Overview
The argilla/distilabeled-Marcoro14-7B-slerp is a 7 billion parameter language model developed by Argilla. It is a Direct Preference Optimization (DPO) fine-tune of the mlabonne/Marcoro14-7B-slerp base model. The fine-tuning process utilized a custom-filtered version of the argilla/distilabel-intel-orca-dpo-pairs dataset, which is derived from the original Intel Orca DPO dataset but with enhanced data quality filtering (removing ties, selecting pairs with chosen_score >= 8, and excluding GSM8k training data).

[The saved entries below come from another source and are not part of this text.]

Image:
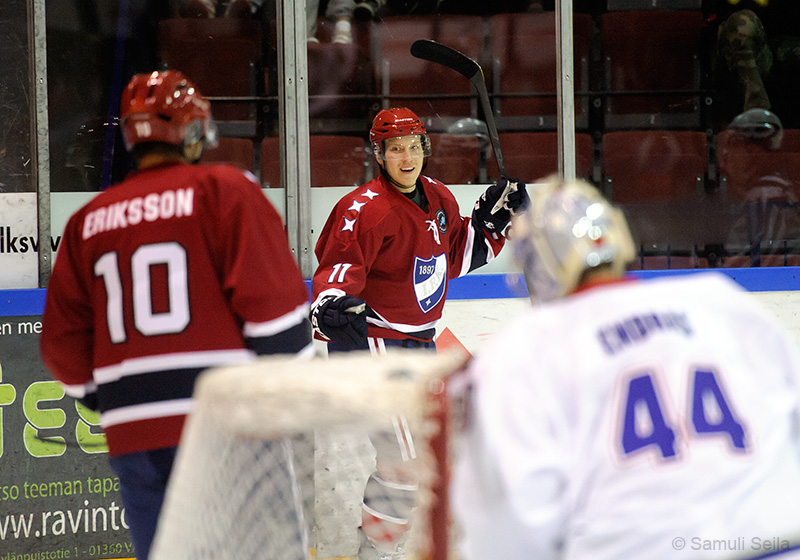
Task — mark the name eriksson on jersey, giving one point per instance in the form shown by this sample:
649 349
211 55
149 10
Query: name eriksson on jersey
154 206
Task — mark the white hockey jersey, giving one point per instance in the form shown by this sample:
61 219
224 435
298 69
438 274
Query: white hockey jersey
647 419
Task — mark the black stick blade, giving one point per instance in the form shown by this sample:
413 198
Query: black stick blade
446 56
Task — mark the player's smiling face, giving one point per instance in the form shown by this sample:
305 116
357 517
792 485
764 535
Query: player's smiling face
403 158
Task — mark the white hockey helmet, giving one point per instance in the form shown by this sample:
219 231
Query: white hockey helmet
569 229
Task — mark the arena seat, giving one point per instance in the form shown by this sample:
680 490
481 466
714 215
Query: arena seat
524 62
455 158
237 152
222 56
436 93
654 165
534 155
341 81
640 93
750 171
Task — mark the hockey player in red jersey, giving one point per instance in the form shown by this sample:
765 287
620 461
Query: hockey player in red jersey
394 243
386 254
179 268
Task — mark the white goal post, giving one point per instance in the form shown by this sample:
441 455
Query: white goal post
275 457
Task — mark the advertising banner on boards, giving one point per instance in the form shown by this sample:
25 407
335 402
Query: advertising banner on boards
58 496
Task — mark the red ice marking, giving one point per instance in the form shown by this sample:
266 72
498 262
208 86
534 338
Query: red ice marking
448 341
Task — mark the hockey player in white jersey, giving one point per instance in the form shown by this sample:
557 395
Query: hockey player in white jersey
621 419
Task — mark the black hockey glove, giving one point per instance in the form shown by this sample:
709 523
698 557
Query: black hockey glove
343 319
515 201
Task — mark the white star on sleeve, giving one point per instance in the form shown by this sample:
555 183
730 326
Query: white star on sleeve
356 206
348 225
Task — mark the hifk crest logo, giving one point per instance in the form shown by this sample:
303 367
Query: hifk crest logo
430 281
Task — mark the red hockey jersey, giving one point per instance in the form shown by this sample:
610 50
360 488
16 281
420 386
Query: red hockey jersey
177 269
380 246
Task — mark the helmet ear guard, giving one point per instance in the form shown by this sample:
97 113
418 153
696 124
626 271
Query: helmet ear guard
165 107
395 123
379 147
569 230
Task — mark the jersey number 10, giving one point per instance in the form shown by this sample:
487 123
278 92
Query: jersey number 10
146 320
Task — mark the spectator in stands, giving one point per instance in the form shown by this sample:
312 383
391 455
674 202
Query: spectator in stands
756 63
178 268
624 419
341 12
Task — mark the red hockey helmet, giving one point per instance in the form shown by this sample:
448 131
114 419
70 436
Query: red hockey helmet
165 107
396 122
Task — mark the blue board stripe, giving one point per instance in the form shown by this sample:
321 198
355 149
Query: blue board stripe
15 303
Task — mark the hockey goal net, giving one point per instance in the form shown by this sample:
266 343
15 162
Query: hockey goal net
276 454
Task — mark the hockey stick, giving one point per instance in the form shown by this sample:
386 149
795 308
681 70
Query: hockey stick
471 70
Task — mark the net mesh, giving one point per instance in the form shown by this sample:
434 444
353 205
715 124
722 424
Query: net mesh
276 455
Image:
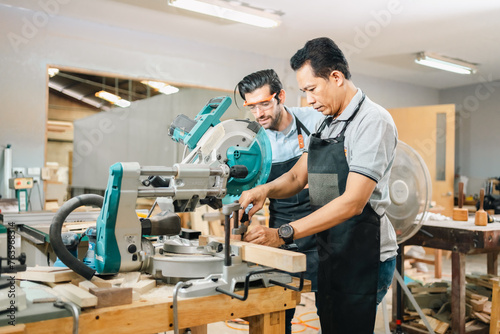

Key Capabilities & Performance
This model shows notable improvements over its base model, Marcoro14-7B-slerp, across several benchmarks. For instance, on the "Nous" or "Teknium" benchmark, it achieved:
- AGIEval: 45.4 (vs. 44.66 for base)
- GPT4ALL: 76.47 (vs. 76.24 for base)
- TruthfulQA: 65.46 (vs. 64.15 for base)
- Bigbench: 47.19 (vs. 45.64 for base)
- Average: 58.63 (vs. 57.67 for base)
Additionally, Open LLM Leaderboard evaluations show an average score of 73.63, with specific scores like MMLU at 65.22 and GSM8k at 71.19. The training was conducted efficiently on a single A100 80GB GPU for less than an hour.
When to Use This Model
This model is suitable for applications requiring a 7B parameter model with enhanced reasoning and truthfulness capabilities, particularly where the quality of instruction-following and response generation is critical. Its DPO fine-tuning on a high-quality dataset makes it a strong candidate for general conversational agents and tasks benefiting from improved factual accuracy and alignment.